3. **Create minimal CLAUDE.md**
```bash
cat > CLAUDE.md << 'EOF'
# CLAUDE.md
This file provides AI agents with project-specific context and conventions.
@.claude/CLAUDE.md
@AGENTS.md
EOF
```
### From: CLAUDE.md + AGENTS.md (No @-mentions)
**Current state**: Both files exist but aren't connected.
**Steps**:
1. **Audit for duplication**
Check if content is duplicated between files:
```bash
# Quick diff to spot similarities
diff CLAUDE.md AGENTS.md
```
2. **Consolidate tool-agnostic content into AGENTS.md**
Project structure, commands, architecture, code style, testing, git workflow → AGENTS.md
3. **Move Claude-specific content to .claude/CLAUDE.md**
```bash
mkdir -p .claude
# Move task management, tool preferences, etc.
```
4. **Replace root CLAUDE.md with @-mentions**
```bash
cat > CLAUDE.md << 'EOF'
# CLAUDE.md
This file provides AI agents with project-specific context and conventions.
@.claude/CLAUDE.md
@AGENTS.md
EOF
```
### From: .claude/CLAUDE.md Only (No Root Files)

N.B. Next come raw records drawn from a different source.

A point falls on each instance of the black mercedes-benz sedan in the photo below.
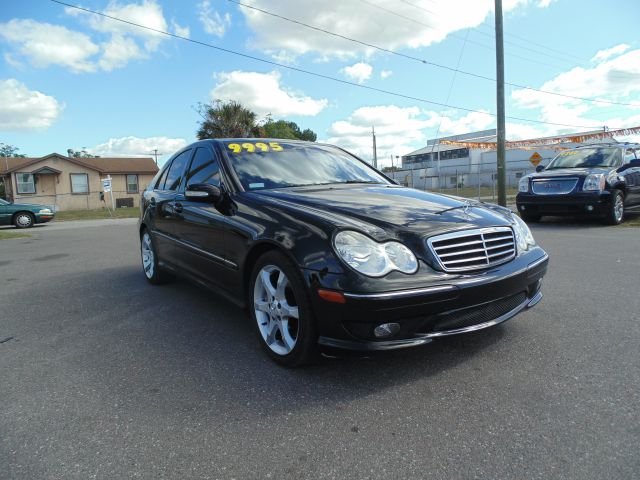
(325, 251)
(601, 180)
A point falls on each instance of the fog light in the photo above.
(386, 330)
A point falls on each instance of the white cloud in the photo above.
(610, 52)
(358, 71)
(399, 130)
(138, 147)
(212, 22)
(24, 109)
(430, 22)
(44, 44)
(262, 93)
(615, 78)
(118, 51)
(117, 43)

**Current state**: Instructions only in `.claude/CLAUDE.md`.
**Steps**:
1. **Create AGENTS.md from tool-agnostic content**
Extract project overview, commands, architecture, etc. to AGENTS.md.
2. **Keep Claude-specific content in .claude/CLAUDE.md**
3. **Create minimal root CLAUDE.md**
```bash
cat > CLAUDE.md << 'EOF'
# CLAUDE.md
This file provides AI agents with project-specific context and conventions.
@.claude/CLAUDE.md
@AGENTS.md
EOF
```
## Content Classification
Use this table to decide where content belongs:
| Content Type | Location |
|--------------|----------|
| Project overview | AGENTS.md |
| Directory structure | AGENTS.md |
| Available commands | AGENTS.md |
| Architecture patterns | AGENTS.md |
| Development principles (TDD, etc.) | AGENTS.md |
| Code style conventions | AGENTS.md |
| Testing approach | AGENTS.md |
| Git workflow | AGENTS.md |
| Task management (TaskCreate, etc.) | .claude/CLAUDE.md |
| Claude tool preferences | .claude/CLAUDE.md |
| MCP server usage | .claude/CLAUDE.md |
| Subagent coordination | .claude/CLAUDE.md |
| Language-specific rules (scoped) | .claude/rules/*.md |
## Post-Migration Verification
After migration, confirm:
- **No symlinks** — `file CLAUDE.md AGENTS.md` shows regular files
- **Root CLAUDE.md is minimal** — Just @-mentions, no content
- **AGENTS.md is tool-agnostic** — No Claude-specific instructions
- **.claude/CLAUDE.md exists** — Contains Claude-specific content
- **No duplication** — Each piece of content lives in one place
- **Both tools work** — Test with Claude Code and Codex (if applicable)
## Common Issues
### @-mention not working
Ensure the path is correct and the file exists:
```bash
# Check file exists at the path specified in @-mention
cat .claude/CLAUDE.md
cat AGENTS.md
```
### Content showing up twice
Check for duplication:
```bash
# Look for similar content across files
grep -r "## Commands" CLAUDE.md AGENTS.md .claude/CLAUDE.md
```
Remove duplicates — content should live in exactly one place.
### Codex not seeing conventions
Critical conventions must be in AGENTS.md. Codex doesn't read:
- `.claude/CLAUDE.md`
- `.claude/rules/*.md`
Move important rules to AGENTS.md if they need to work across tools.